The two largest towns on the copper belt are Ndola and Kitwe, 50 km. apart. They each have a population of over half a million. We found the old synagogue in Kitwe, which is now a Salvation Army church. The guesthouse where we stayed was in a residential area with big houses and gardens that have been neglected and are sorely in need of attention. The road had once been tarred, but there were many more potholes than there was tar. There are no street names, so it was difficult to find our guesthouse. When northern Rhodesia became independent in 1964, many of the white people left. To a large extent, Indians have taken their place. We met a Sri Lankan dentist who has been living in Kitwe for more than 20 years. The white mineworkers have been replaced by locals and Chinese, who now own most of the mines.
We drove another 50 km. to Chingola to see the huge open pit mine, but we were taken on a temporary road that obscured most of the mine. The roadworks here were the worst we encountered. At times all traffic came to a complete stop for 20 minutes. From Chingola we proceeded to Mufulira. This mining town was more neglected than the others. We found what had been the synagogue and now is the Four Square Gospel Church. It is in a quiet residential street that had once been tarred, with neglected big houses and gardens. Driving along the main shopping street, I noticed on the façade of a shop in raised letters “SUSMAN,” which had been painted over. It was difficult to find a place to have a sandwich and coffee. Eventually we did, sort of.
The following day, after driving up and down the Ndola Kitwe highway, we found the turnoff to the Dag Hammarskjold memorial. The secretary general of the UN was killed when his plane crashed or was shot down in 1961, a few km. from the Congo border and Ndola Airport.

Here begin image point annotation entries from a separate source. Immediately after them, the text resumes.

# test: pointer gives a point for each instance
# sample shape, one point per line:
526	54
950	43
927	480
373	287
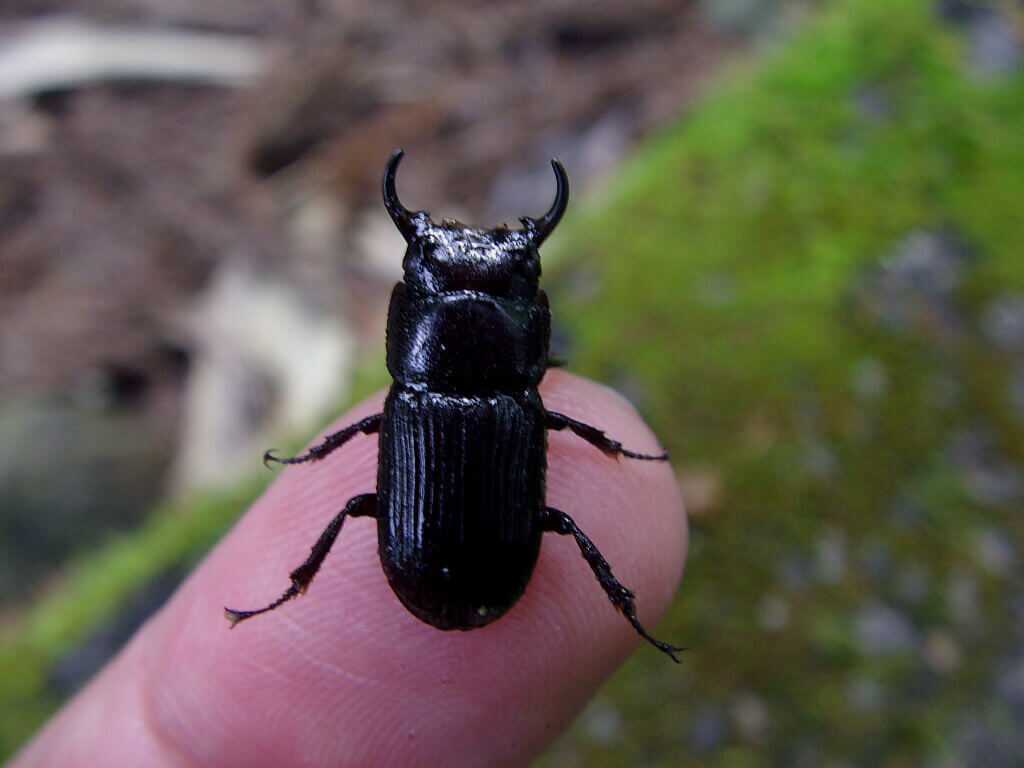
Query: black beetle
463	436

He was on a peace mission for the Congo. The guide was very knowledgeable and I left there with a feeling that the British, whose colony it was at the time, were responsible for a big cover up.
On the way south, we passed Kabwe, formerly Broken Hill, which for many years had a very large lead mine. Mining ceased in 1994, but the area is full of lead dust and the water is also contaminated. Today it is considered one of the 10 most polluted places in the world.
Our next stop was Lake Kariba, the world’s largest man-made lake, with an impressive area of 5,400 km². It is on the Zambezi River and was formed when a huge dam was completed in 1959. We walked on the dam wall, which is an impressive 128 meters high and nearly 600 meters long. Besides growing extremely tasty bream fish in the dam, it also provides Zambia and Zimbabwe with most of their electricity. We stayed at a lovely hotel overlooking the dam, where five zebras run free, acting as living lawnmowers.
Apart from in the Victoria Falls area, there are very few tourists in Zambia. It is one of the most stable countries in Africa. It has never had a coup or terrorist activity, never been involved in a war and has regular elections. Nevertheless, 64% of the population earns less than a dollar a day, 14% have HIV and 40% do not have access to clean water.
There were never more than 1,400 Jews in Zambia, even though it was one of the few countries that welcomed Jews from Eastern Europe before WWII. There were synagogues in Livingstone, Lusaka and four in the copper belt. They have all been sold and today fewer than 30 Jews remain in Zambia.